The United States has put options and variables on the table about the possibility of sending troops and entering militarily in Caracas through Colombia, however, that decision would bring certain negative implications and the chances of success of a transition scenario on Venezuela would vanish. Based on the above, it is necessary to understand that the regional context and the dynamics in terms of contemporary security have been transformed in a transcendental manner and the security dilemmas do not correspond to old paradigms of regular confrontations. An armed incursion in a way manages to legitimize the martyr’s discourse of the dictator, would increase the problem of irregular migration and the exacerbation of violence would overwhelm the capacities of the States.

First of all, it must be borne in mind that Venezuela would be in a position to use all forms of struggle, that is, the use of militias and unconventional, irregular methods and war by proxy techniques accompanied by an armed population, not uniformed and with handmade weapons. This would make the neighborhood complex by irregular tactics of combat and evasion of responsibility if they were issues relevant to human rights or international humanitarian law. In geopolitical variable, the Washington proposal has not calculated the relevant factors of the border geography between Colombia and Venezuela, a porous zone, with thick jungle, territory competed by several armed actors where the States are foreigners in their own territory and it is a place that resembles more of a black hole. If an irregular confrontation is effective, the calculations would be unlikely but the probable negative effects.

A military intervention would convulse the regional geopolitics and generate an entropic violence that would reach to further destabilize the growing crisis. In this way, the military option must be evaluated by the decision makers in Washington and Bogotá. In other words, that hypothesis will not be executed because the negative effects tend to be greater than the positive ones. For Trump’s proposal to be effective in sending 5,000 men capable of entering an armed confrontation to a complex and asymmetric scenario in Caracas, it must have approval from Congress, and Washington should have the support of the UN Security Council, and in both scenarios it has partisan fractures and vetoes of great powers that would be legitimate and legal obstacles, respectively.

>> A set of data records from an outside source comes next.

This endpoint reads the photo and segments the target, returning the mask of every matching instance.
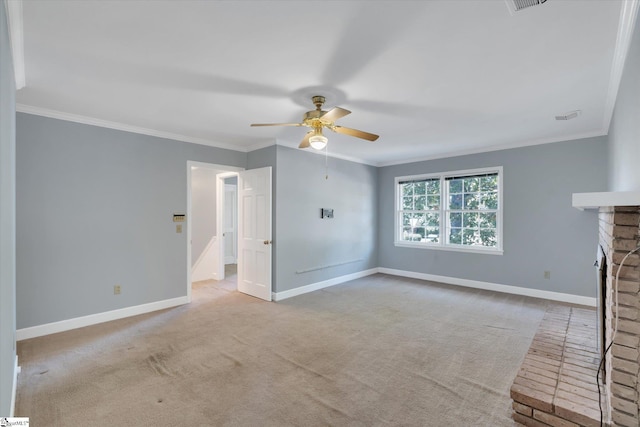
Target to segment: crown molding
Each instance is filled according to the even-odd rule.
[[[7,21],[9,23],[9,41],[13,56],[13,74],[16,90],[26,85],[24,69],[24,24],[22,19],[22,0],[5,0]]]
[[[613,110],[616,106],[618,90],[620,89],[620,82],[624,71],[624,63],[627,59],[627,54],[629,53],[629,45],[631,44],[631,36],[633,35],[639,6],[640,0],[626,0],[622,3],[622,8],[620,10],[620,23],[618,25],[618,35],[616,37],[616,48],[613,53],[613,64],[611,66],[609,89],[607,91],[602,124],[605,133],[609,133],[609,126],[611,125],[611,119],[613,118]]]
[[[310,151],[313,152],[314,154],[324,155],[324,150],[318,151],[318,150],[311,149]],[[376,167],[378,166],[377,162],[361,159],[359,157],[344,156],[342,154],[331,154],[331,153],[329,153],[329,157],[333,157],[335,159],[340,159],[340,160],[346,160],[348,162],[353,162],[353,163],[360,163],[362,165],[376,166]]]
[[[278,145],[278,142],[275,139],[271,139],[269,141],[258,142],[257,144],[253,144],[247,147],[247,153],[251,151],[261,150],[263,148],[271,147],[274,145]]]
[[[221,142],[210,141],[208,139],[194,138],[186,135],[179,135],[171,132],[163,132],[154,129],[147,129],[139,126],[132,126],[125,123],[111,122],[102,119],[96,119],[93,117],[81,116],[78,114],[65,113],[57,110],[50,110],[48,108],[33,107],[31,105],[16,104],[16,111],[20,113],[33,114],[36,116],[49,117],[52,119],[65,120],[68,122],[81,123],[85,125],[98,126],[108,129],[121,130],[125,132],[138,133],[142,135],[155,136],[158,138],[173,139],[175,141],[189,142],[192,144],[207,145],[209,147],[223,148],[225,150],[240,151],[246,153],[245,147],[238,147],[231,144],[225,144]]]
[[[564,142],[564,141],[573,141],[576,139],[593,138],[597,136],[604,136],[606,134],[607,133],[601,129],[598,131],[573,134],[573,135],[568,135],[563,137],[541,138],[541,139],[533,139],[533,140],[527,140],[527,141],[518,141],[510,144],[492,145],[490,147],[481,147],[481,148],[474,148],[474,149],[460,150],[460,151],[449,151],[446,153],[435,154],[433,156],[414,157],[411,159],[392,160],[388,162],[378,162],[376,166],[384,167],[384,166],[404,165],[407,163],[425,162],[427,160],[446,159],[450,157],[466,156],[470,154],[481,154],[481,153],[489,153],[492,151],[509,150],[512,148],[529,147],[532,145],[544,145],[544,144],[552,144],[555,142]]]
[[[79,114],[65,113],[58,110],[34,107],[31,105],[25,105],[25,104],[16,104],[16,112],[33,114],[36,116],[49,117],[49,118],[58,119],[58,120],[65,120],[68,122],[81,123],[85,125],[98,126],[98,127],[108,128],[108,129],[121,130],[125,132],[138,133],[142,135],[155,136],[158,138],[173,139],[176,141],[189,142],[192,144],[207,145],[209,147],[223,148],[226,150],[239,151],[241,153],[248,153],[250,151],[259,150],[261,148],[270,147],[272,145],[281,145],[283,147],[288,147],[288,145],[283,144],[277,140],[261,142],[258,144],[251,145],[249,147],[238,147],[231,144],[224,144],[220,142],[209,141],[207,139],[194,138],[194,137],[179,135],[179,134],[170,133],[170,132],[162,132],[154,129],[147,129],[147,128],[128,125],[124,123],[111,122],[107,120],[96,119],[93,117],[81,116]],[[291,147],[291,148],[295,148],[295,147]],[[322,151],[308,150],[308,152],[312,152],[314,154],[322,154],[322,155],[325,154],[324,150]],[[347,160],[354,163],[362,163],[365,165],[376,166],[376,163],[374,162],[370,162],[367,160],[350,157],[350,156],[343,156],[340,154],[329,154],[329,157]]]
[[[267,147],[272,147],[272,146],[280,146],[280,147],[287,147],[287,148],[291,148],[294,150],[297,150],[298,147],[296,147],[295,145],[291,145],[288,144],[286,142],[283,141],[279,141],[279,140],[275,140],[275,141],[267,141],[267,142],[261,142],[258,144],[254,144],[250,147],[247,148],[247,152],[251,152],[251,151],[256,151],[256,150],[260,150],[262,148],[267,148]],[[318,150],[305,150],[307,153],[312,153],[312,154],[320,154],[322,156],[327,155],[324,151],[324,149],[318,151]],[[335,153],[331,153],[329,152],[328,154],[329,157],[334,158],[334,159],[340,159],[340,160],[346,160],[348,162],[353,162],[353,163],[360,163],[363,165],[369,165],[369,166],[377,166],[377,163],[375,162],[371,162],[369,160],[364,160],[358,157],[351,157],[351,156],[344,156],[342,154],[335,154]]]
[[[298,148],[295,144],[291,145],[291,144],[283,143],[281,141],[277,141],[276,145],[279,145],[281,147],[291,148],[292,150],[303,150],[305,153],[310,153],[310,154],[315,154],[320,156],[327,156],[327,157],[331,157],[332,159],[346,160],[348,162],[360,163],[362,165],[368,165],[368,166],[378,166],[376,162],[361,159],[359,157],[352,157],[352,156],[346,156],[343,154],[332,153],[331,150],[329,150],[329,152],[327,153],[325,151],[326,148],[323,148],[322,150],[314,150],[313,148],[301,149],[301,148]],[[329,147],[330,145],[331,145],[331,141],[329,141],[329,144],[327,144],[327,147]]]
[[[192,143],[192,144],[206,145],[206,146],[209,146],[209,147],[216,147],[216,148],[222,148],[222,149],[226,149],[226,150],[239,151],[239,152],[242,152],[242,153],[248,153],[248,152],[251,152],[251,151],[259,150],[261,148],[271,147],[273,145],[276,145],[276,146],[279,145],[279,146],[282,146],[282,147],[296,149],[295,146],[291,146],[290,144],[286,144],[286,143],[283,143],[282,141],[278,141],[278,140],[266,141],[266,142],[262,142],[262,143],[251,145],[249,147],[237,147],[237,146],[232,146],[231,144],[224,144],[224,143],[219,143],[219,142],[215,142],[215,141],[209,141],[207,139],[194,138],[194,137],[174,134],[174,133],[170,133],[170,132],[157,131],[157,130],[154,130],[154,129],[147,129],[147,128],[138,127],[138,126],[132,126],[132,125],[124,124],[124,123],[111,122],[111,121],[107,121],[107,120],[96,119],[96,118],[93,118],[93,117],[87,117],[87,116],[81,116],[81,115],[78,115],[78,114],[65,113],[65,112],[62,112],[62,111],[51,110],[51,109],[41,108],[41,107],[34,107],[34,106],[30,106],[30,105],[25,105],[25,104],[16,104],[16,112],[26,113],[26,114],[33,114],[33,115],[36,115],[36,116],[49,117],[49,118],[58,119],[58,120],[65,120],[65,121],[69,121],[69,122],[81,123],[81,124],[90,125],[90,126],[98,126],[98,127],[108,128],[108,129],[115,129],[115,130],[120,130],[120,131],[124,131],[124,132],[131,132],[131,133],[137,133],[137,134],[142,134],[142,135],[155,136],[155,137],[158,137],[158,138],[172,139],[172,140],[175,140],[175,141],[189,142],[189,143]],[[486,152],[491,152],[491,151],[508,150],[508,149],[511,149],[511,148],[528,147],[528,146],[531,146],[531,145],[543,145],[543,144],[551,144],[551,143],[554,143],[554,142],[572,141],[572,140],[576,140],[576,139],[603,136],[603,135],[606,135],[606,134],[607,134],[607,132],[605,130],[599,130],[599,131],[593,131],[593,132],[586,132],[586,133],[581,133],[581,134],[563,136],[563,137],[559,137],[559,138],[543,138],[543,139],[536,139],[536,140],[519,141],[519,142],[510,143],[510,144],[493,145],[493,146],[490,146],[490,147],[481,147],[481,148],[475,148],[475,149],[470,149],[470,150],[449,151],[449,152],[435,154],[435,155],[431,155],[431,156],[411,157],[411,158],[408,158],[408,159],[391,160],[391,161],[388,161],[388,162],[376,162],[376,161],[365,160],[365,159],[361,159],[361,158],[358,158],[358,157],[345,156],[345,155],[342,155],[342,154],[336,154],[336,153],[331,153],[331,152],[329,153],[328,156],[331,157],[331,158],[346,160],[346,161],[349,161],[349,162],[360,163],[360,164],[369,165],[369,166],[385,167],[385,166],[402,165],[402,164],[407,164],[407,163],[424,162],[424,161],[428,161],[428,160],[444,159],[444,158],[448,158],[448,157],[458,157],[458,156],[466,156],[466,155],[470,155],[470,154],[480,154],[480,153],[486,153]],[[305,151],[307,153],[312,153],[312,154],[316,154],[316,155],[322,155],[322,156],[326,155],[324,150],[321,150],[321,151],[318,151],[318,150],[305,150]]]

On the other hand, the Venezuelan issue involves other global players such as China and Russia. Both Beijing and Moscow understand perfectly that Venezuela is just a space on the chessboard in Latin America, it is not a piece. That is, both powers, despite having geostrategic interests in the region, also have close, interdependent and strategic relations with the United States and both Putin and Xi Jinping know very well that they have their own “venezuelas” in their areas of interest. Finally, a military intervention in Venezuela is not viable and would be contrary to the tendencies of rational decisions regarding international security. The more uncertainty, complexity, irregularity and dynamics at constant crossroads have a geopolitical scenario, the response to the crisis should not occur on a regular, zero-sum basis, with regular factors and elementary questions of basic readings in convulsive environments.

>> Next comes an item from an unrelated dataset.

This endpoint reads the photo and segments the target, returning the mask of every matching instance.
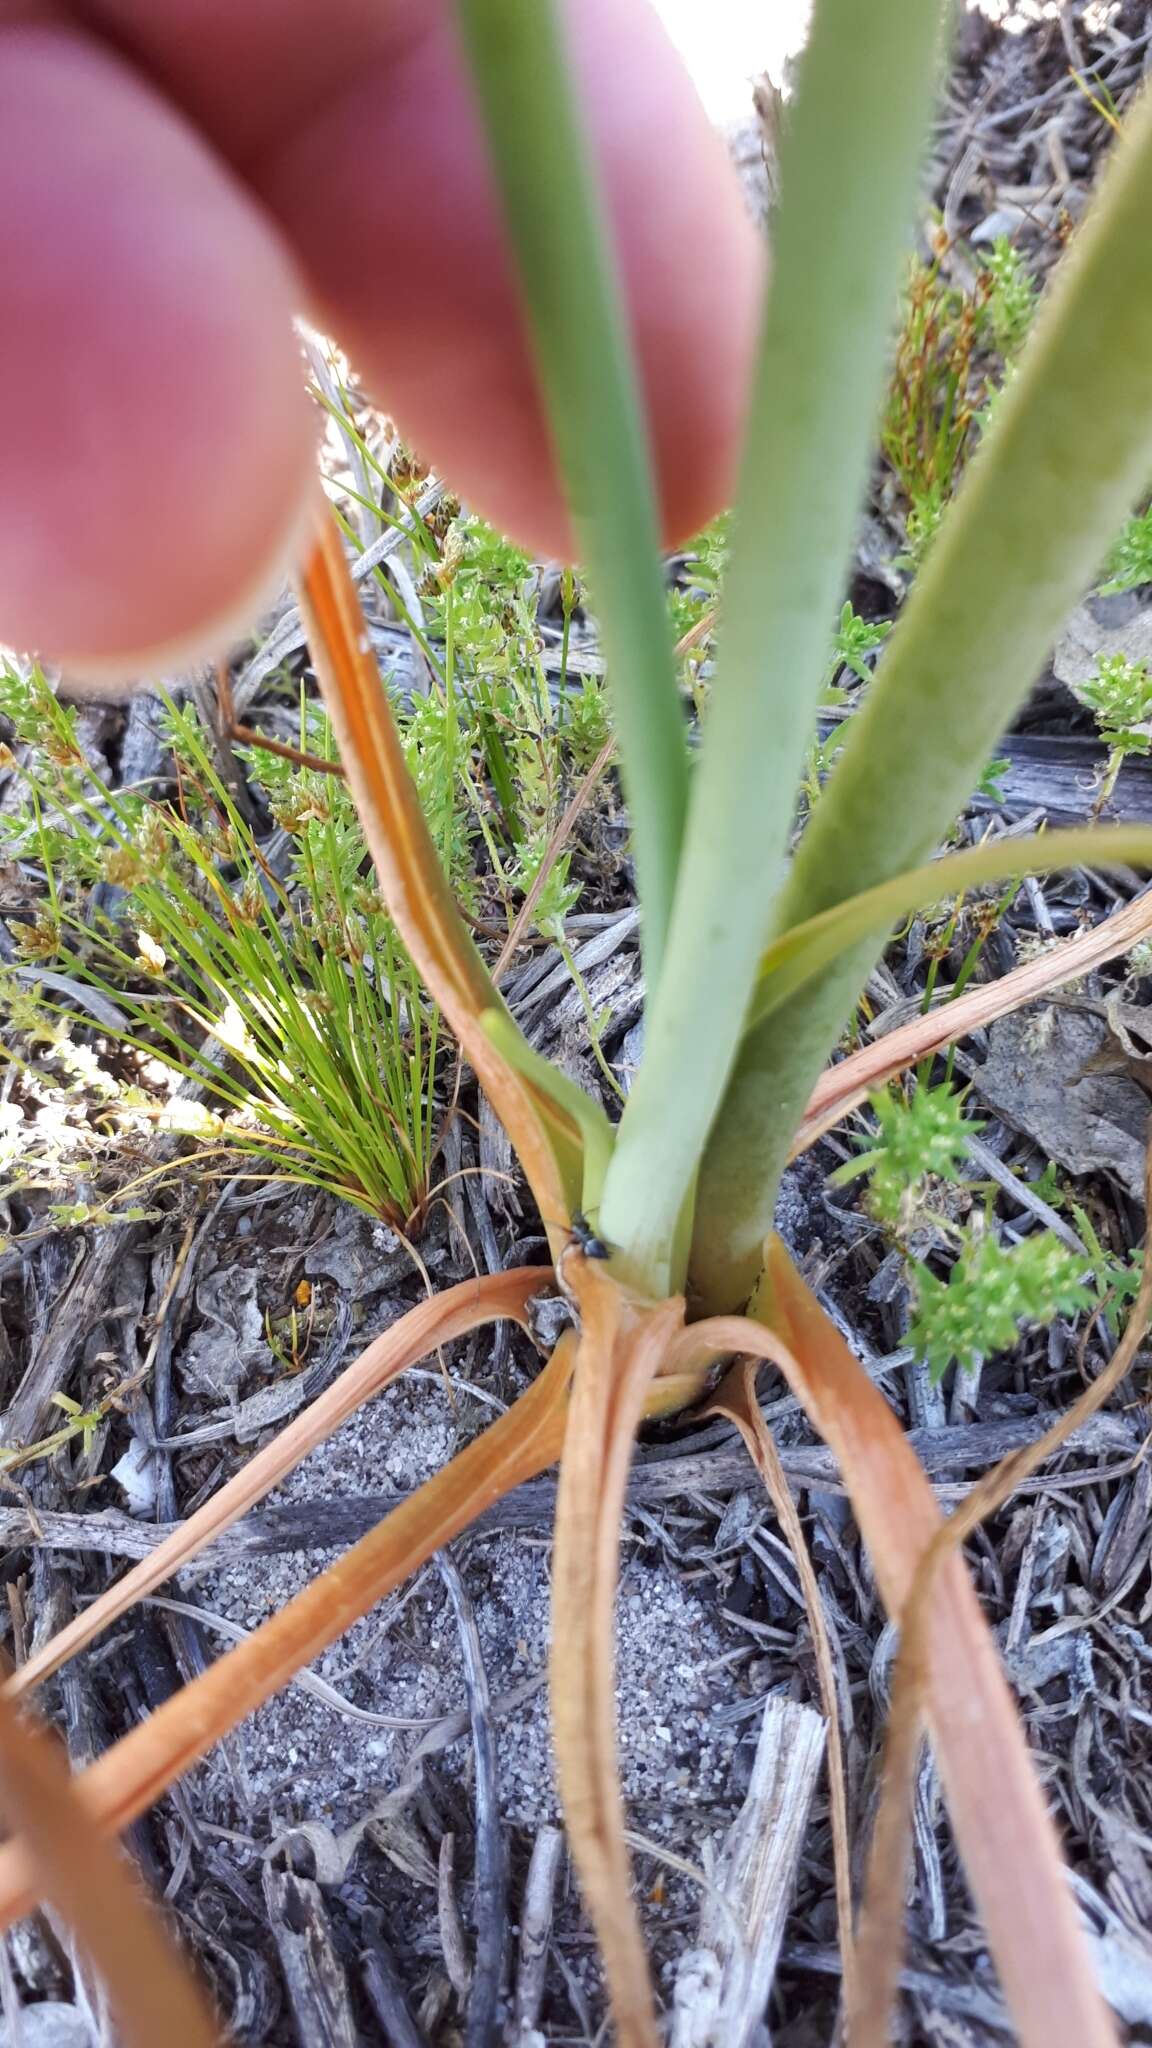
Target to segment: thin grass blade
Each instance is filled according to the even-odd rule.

When Donald Trump warns about militarily intervening in Caracas, he does not know that military decisions have certainties in their beginnings, but you are full of uncertainties about their outcomes. If the military proposal becomes effective, a Pandora’s box would be opened that is difficult to close and the future of Venezuela would be even more uncertain.
In that order of ideas, Trump must know that the world has changed and the solution to the crisis in Venezuela has no formula in generating a new military crisis.